Luke Evans’ Gaston is at first amusing but quickly turns menacing as his jealousies take over what little rational thought he had in the first place.  What is most amusing about the part is just how closely he resembles the Gaston from the animated film.  And as his deeply loyal and quite smitten sidekick Le Fou, Josh Gad is truly a living cartoon character and quite amusing.  And in what I believe is a Disney first for any of their “Princess Musicals” we learn just why he is so taken with the handsome Gaston.  Guess What????   HE”S GAY!!!!!
As Maurice, Kevin Kline delivers his usual high grade of performance and is quite touching as we learn more of his and Belle’s backstory than from the animated film.
In a casting coup, Disney assembled a group of A-listers including Audra MacDonald, Ian McKellen,, Emma Thompson, Ewan McGregor and  Stanley Tucci , among others, to play the Beast’s servants.  Their rendition, with the help of the silverware, dishes, etc., of “Be Our Guest” is a delight and right out of the Busby Berkley School of Choreography.

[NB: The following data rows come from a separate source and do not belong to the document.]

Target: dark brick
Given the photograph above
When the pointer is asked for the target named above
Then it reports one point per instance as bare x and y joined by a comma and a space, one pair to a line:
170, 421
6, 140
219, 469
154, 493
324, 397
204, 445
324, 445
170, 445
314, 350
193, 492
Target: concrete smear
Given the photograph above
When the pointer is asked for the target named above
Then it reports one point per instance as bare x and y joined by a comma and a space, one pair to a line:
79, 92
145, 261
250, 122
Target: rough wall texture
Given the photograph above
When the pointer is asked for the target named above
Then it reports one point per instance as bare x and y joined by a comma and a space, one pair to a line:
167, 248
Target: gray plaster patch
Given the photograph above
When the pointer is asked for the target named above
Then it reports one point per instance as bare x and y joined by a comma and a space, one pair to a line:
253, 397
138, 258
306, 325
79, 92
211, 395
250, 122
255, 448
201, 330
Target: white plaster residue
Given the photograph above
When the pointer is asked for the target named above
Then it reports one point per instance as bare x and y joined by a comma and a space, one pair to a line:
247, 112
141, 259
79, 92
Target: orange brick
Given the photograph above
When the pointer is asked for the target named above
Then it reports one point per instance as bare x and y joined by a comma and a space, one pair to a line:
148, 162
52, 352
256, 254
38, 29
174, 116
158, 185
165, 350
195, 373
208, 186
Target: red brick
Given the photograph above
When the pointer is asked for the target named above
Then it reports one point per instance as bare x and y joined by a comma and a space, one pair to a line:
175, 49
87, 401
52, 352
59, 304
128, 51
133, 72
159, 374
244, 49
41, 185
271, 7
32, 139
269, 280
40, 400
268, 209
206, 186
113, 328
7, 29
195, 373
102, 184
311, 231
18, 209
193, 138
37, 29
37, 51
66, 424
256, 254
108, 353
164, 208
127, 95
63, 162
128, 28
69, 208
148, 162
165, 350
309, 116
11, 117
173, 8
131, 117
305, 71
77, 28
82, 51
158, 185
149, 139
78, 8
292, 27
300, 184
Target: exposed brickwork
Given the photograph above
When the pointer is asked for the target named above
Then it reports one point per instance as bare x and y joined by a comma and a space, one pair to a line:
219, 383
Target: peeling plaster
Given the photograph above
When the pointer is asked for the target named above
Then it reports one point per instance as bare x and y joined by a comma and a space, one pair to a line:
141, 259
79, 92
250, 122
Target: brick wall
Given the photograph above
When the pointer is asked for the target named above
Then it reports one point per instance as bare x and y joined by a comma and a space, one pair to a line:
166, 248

Dan Stevens is the Prince/Beast.  In order to get the look of the animated film’s Beast, they used Motion Capture technology in order to not bury Dan Stevens under a ton of make-up and prosthetics.  It os his voice and body motions but a computer generated character.  And this is my one major gripe with the film.  There were several times during the movie when the Beast looked animated and not as real as even Lumiere, the talking, singing Candlestick!  These were usually face close-ups of the Beast  that were held onscreen just too long Unfortunately, these few times did yank me out of the moment, even if it was only for a couple of seconds.  After all, who wants to see how a Magician does his tricks while he is performing?
But this one gripe aside, I thoroughly enjoyed the film.  So whether you are familiar with the original Disney animated film or are a BEAUTY & THE BEAST virgin, you’ll find this to be a truly enchanted 2 hours and 9 minutes.